The National Health Insurance research database is reliable and applies to nationwide studies in Taiwan, and was established by the Taiwanese government when the National Health Insurance system was launched in 1995. The database is a single payer health insurance plan managed by the Taiwanese government, and provides healthcare for nearly all the Taiwanese population (enrolment was 99.5% in 2008). More than 92% of Taiwanese healthcare facilities have been contracted by the National Health Insurance system. Data obtained from the National Health Insurance research database are therefore comprehensive.

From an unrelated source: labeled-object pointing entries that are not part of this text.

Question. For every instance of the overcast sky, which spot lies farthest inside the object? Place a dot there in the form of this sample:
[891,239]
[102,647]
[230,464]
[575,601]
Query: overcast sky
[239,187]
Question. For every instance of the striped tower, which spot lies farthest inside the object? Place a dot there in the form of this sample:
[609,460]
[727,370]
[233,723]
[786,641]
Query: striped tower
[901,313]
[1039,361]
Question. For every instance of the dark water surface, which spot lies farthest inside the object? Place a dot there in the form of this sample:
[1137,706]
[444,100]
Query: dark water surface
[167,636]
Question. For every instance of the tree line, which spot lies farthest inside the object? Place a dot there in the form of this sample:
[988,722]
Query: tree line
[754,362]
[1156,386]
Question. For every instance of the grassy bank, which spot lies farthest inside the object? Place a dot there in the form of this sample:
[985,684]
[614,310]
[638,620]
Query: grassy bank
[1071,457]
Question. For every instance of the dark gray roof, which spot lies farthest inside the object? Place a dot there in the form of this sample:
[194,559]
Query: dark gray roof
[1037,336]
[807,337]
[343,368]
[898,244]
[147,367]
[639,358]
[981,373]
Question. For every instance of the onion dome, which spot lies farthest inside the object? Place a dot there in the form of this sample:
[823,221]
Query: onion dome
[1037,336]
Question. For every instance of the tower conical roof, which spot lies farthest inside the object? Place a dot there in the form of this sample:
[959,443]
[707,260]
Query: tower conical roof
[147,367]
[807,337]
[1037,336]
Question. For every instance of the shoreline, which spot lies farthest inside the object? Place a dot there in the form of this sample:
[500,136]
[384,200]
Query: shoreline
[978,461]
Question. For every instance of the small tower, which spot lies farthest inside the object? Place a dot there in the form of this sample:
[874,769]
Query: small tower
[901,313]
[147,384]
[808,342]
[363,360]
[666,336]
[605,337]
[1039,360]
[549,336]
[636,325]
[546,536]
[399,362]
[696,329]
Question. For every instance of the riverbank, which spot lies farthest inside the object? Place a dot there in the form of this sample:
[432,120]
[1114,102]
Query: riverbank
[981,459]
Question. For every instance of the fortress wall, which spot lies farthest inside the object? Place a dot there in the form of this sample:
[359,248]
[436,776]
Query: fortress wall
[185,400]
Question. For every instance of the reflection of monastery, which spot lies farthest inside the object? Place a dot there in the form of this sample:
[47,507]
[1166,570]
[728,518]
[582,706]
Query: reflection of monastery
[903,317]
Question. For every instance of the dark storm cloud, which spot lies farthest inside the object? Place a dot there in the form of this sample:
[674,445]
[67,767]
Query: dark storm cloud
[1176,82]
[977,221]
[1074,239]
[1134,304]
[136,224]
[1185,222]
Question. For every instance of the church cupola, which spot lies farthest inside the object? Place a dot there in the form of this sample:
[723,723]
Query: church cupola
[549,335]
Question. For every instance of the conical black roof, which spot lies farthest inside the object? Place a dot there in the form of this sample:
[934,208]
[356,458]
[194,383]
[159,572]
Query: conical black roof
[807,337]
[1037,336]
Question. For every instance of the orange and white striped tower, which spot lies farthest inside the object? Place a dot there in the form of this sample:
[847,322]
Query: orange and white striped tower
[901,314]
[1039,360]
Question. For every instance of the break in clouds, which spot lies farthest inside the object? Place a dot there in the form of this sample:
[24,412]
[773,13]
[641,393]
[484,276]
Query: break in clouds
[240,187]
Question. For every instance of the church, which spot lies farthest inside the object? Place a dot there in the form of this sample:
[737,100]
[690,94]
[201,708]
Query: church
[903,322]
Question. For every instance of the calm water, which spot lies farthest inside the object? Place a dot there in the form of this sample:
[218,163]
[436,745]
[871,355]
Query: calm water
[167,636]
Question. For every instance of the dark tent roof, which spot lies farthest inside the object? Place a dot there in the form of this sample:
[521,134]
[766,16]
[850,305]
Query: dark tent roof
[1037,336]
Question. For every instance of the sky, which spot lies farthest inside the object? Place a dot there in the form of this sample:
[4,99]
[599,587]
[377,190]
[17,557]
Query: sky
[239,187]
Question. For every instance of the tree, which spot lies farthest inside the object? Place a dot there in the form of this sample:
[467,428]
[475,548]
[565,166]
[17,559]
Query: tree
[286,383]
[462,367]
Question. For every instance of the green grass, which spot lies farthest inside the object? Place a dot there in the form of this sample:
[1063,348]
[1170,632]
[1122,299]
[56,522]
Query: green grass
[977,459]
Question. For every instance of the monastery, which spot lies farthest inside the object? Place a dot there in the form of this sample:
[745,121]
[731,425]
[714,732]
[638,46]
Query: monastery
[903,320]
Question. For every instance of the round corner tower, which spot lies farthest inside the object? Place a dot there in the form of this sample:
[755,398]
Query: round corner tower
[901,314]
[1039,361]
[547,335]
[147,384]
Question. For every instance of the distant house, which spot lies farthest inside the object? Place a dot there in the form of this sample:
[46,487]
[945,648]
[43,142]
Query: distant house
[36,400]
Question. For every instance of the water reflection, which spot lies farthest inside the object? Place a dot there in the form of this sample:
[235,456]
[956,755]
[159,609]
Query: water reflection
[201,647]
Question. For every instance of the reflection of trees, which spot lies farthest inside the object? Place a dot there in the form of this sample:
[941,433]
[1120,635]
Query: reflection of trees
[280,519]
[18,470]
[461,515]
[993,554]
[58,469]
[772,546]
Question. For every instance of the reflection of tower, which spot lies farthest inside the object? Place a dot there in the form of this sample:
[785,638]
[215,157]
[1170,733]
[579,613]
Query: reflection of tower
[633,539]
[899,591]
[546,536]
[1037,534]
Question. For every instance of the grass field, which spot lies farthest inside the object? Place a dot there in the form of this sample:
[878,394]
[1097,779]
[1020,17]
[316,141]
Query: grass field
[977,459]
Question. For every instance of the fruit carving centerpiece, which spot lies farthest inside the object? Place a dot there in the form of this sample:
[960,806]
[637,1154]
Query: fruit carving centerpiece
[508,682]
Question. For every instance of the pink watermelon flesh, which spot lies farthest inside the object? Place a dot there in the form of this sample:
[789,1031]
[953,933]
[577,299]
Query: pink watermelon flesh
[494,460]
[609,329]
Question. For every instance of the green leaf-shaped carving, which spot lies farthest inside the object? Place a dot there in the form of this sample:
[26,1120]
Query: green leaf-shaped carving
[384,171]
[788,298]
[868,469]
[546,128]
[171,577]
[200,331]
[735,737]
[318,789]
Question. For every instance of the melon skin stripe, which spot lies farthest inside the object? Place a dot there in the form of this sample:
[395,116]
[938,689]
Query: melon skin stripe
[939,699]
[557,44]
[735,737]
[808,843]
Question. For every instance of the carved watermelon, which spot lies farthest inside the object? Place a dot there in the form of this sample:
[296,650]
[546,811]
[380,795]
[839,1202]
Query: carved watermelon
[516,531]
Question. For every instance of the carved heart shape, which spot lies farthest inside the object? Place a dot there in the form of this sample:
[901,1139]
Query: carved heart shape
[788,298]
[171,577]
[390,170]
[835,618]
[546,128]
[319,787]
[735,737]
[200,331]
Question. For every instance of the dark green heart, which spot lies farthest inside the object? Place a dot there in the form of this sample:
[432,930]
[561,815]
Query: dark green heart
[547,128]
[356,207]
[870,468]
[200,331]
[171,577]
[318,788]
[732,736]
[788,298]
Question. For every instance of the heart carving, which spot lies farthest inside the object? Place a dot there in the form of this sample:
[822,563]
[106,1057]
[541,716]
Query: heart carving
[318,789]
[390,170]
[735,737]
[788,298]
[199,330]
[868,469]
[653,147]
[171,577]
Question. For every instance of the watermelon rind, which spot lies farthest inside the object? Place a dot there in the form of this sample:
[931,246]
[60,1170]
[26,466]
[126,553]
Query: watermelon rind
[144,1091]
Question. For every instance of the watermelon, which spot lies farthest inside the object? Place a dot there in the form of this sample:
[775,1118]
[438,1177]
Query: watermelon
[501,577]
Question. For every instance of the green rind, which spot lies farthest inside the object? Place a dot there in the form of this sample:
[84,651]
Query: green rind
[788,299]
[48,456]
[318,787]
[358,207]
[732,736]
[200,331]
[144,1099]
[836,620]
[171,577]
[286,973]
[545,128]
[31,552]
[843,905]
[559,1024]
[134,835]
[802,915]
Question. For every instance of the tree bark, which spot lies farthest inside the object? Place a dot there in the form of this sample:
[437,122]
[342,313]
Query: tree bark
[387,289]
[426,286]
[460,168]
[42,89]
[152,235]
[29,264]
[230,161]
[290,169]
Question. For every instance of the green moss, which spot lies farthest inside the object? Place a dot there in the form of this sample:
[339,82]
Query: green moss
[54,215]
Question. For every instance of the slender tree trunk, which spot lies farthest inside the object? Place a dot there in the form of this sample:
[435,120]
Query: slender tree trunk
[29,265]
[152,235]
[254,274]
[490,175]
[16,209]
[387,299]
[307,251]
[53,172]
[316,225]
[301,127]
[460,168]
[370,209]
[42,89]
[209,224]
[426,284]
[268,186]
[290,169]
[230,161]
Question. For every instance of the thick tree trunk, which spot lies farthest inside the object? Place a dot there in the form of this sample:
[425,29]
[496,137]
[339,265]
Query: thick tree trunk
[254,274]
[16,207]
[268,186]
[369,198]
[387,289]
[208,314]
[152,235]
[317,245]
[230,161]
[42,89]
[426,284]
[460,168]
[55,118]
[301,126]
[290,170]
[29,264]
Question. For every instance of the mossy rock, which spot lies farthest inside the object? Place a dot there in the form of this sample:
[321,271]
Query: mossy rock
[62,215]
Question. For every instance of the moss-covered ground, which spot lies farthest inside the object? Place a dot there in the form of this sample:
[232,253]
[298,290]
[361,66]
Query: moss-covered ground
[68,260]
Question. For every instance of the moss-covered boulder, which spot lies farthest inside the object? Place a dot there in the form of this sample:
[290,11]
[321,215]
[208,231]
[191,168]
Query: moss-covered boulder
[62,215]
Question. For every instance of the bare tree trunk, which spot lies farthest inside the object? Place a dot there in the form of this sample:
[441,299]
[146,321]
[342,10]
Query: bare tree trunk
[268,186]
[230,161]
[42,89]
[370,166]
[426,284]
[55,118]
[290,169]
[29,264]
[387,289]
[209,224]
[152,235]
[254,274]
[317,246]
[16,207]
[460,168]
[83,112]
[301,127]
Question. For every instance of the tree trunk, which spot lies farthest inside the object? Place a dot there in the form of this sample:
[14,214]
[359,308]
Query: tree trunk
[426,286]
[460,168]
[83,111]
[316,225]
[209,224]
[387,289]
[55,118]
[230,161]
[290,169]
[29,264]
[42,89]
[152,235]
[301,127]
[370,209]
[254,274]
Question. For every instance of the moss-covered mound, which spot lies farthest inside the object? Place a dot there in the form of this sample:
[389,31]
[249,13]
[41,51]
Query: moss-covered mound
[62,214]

We estimated the annual incidence of allopurinol induced SCARs in Taiwan as the annual number of SCARs cases caused by allopurinol divided by the annual number of new allopurinol users. In 2005, we published an article stating the potential of HLA-B*58:01 as a biomarker for preventing allopurinol-induced SCARs. After this, some physicians began to genotype HLA-B region before allopurinol treatment. This measure could confound our analysis. Therefore, to obtain a suitable control group, we adopted the most recent, non-confounded data (that is, 2001–04 data) from the National Health Insurance research database.
Statistical Analysis
The prevalence of the HLA-B*58:01 allele in the Han Chinese population residing in Taiwan has been calculated to be 20%. Therefore, 2169 people would provide a power of 86% (using the two sided, one sample binomial test) to detect a reduction in the incidence of allopurinol induced SCARs from 0.30% per year (95% confidence interval 0.28% to 0.31%; that is, 30 cases per 10 000 new recipients) to 0.03%. We used the two sided, one sample binomial test to compare the rate of allopurinol induced SCARs in the prospective screening population with historical incidence. All P values are two tailed, and P<0.05 was considered to be significant.
Patient Involvement
No patients were involved in setting the research question or the outcome measures, nor were they involved in the design and implementation of the study. There are no plans to involve patients in dissemination.